Data immutability in a blockchain¶
The blockchain process ensures that data cannot be deleted from the blockchain.
A user generates a transaction. Before sending the transaction, the user generates a digital signature for it using his account private key. This key is known only to the user. After signing, the transaction has a
proofs field with an electronic signature. Now the body of the transaction is certified, its immutability and belonging to the author (public key) is confirmed.
The user uses POST /transactions/broadcast and POST /transactions/signAndbroadcast requests to send the signed transaction to the API of the node to which he has access.
The node checks the signature, transaction structure, contract, etc. If all checks are correct, the node accepts (validates) the transaction.
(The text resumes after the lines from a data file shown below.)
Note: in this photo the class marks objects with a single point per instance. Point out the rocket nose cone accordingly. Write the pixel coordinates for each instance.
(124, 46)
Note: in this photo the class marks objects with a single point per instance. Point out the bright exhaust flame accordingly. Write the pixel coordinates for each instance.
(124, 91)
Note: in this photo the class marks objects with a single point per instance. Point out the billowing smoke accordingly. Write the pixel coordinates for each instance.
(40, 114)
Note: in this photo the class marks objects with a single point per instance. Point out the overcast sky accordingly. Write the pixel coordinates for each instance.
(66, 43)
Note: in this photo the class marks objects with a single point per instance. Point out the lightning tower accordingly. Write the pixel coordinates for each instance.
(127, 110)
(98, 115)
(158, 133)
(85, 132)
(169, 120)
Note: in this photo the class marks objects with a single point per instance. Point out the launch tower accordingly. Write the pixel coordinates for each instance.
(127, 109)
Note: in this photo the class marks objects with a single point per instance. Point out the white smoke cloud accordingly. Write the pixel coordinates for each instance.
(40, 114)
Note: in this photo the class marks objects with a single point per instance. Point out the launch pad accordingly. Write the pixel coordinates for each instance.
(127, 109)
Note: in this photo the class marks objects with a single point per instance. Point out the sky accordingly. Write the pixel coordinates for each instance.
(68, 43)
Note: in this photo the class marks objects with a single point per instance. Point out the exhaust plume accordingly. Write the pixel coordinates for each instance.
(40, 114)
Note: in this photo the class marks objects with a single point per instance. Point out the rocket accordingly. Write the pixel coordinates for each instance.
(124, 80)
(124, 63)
The validated transaction goes to the node’s UTX pool. This node will then send information about the transaction to all other nodes with which it has a connection. Thus, every network node will have this transaction.
There are two options for a transaction in the UTX pool:
the transaction will be added to the block during the mining process, or
the transaction will be removed from the UTX pool and will not hit the block.
Each node on the blockchain knows the consensus parameters according to which it should release blocks. The node that is determined to be the leader (the round’s miner) selects those transactions from the UTX pool that it is ready to release in a block, checks them again and releases the block.
When releasing a block, the node links the previous block, which is stored in its database, and the new block, including the transactions it contains. To do this, the node specifies in the body of the new released block the signatures of the previous block. Thus the signature of the new block is calculated from the data containing all the transactions of the current block and the signature of the previous block.
If an attacker tries to delete or modify the data of any transaction, the signature of the block it is part of will change. During node synchronization, the block will be sent out to other network members, fail verification and be rejected as invalid.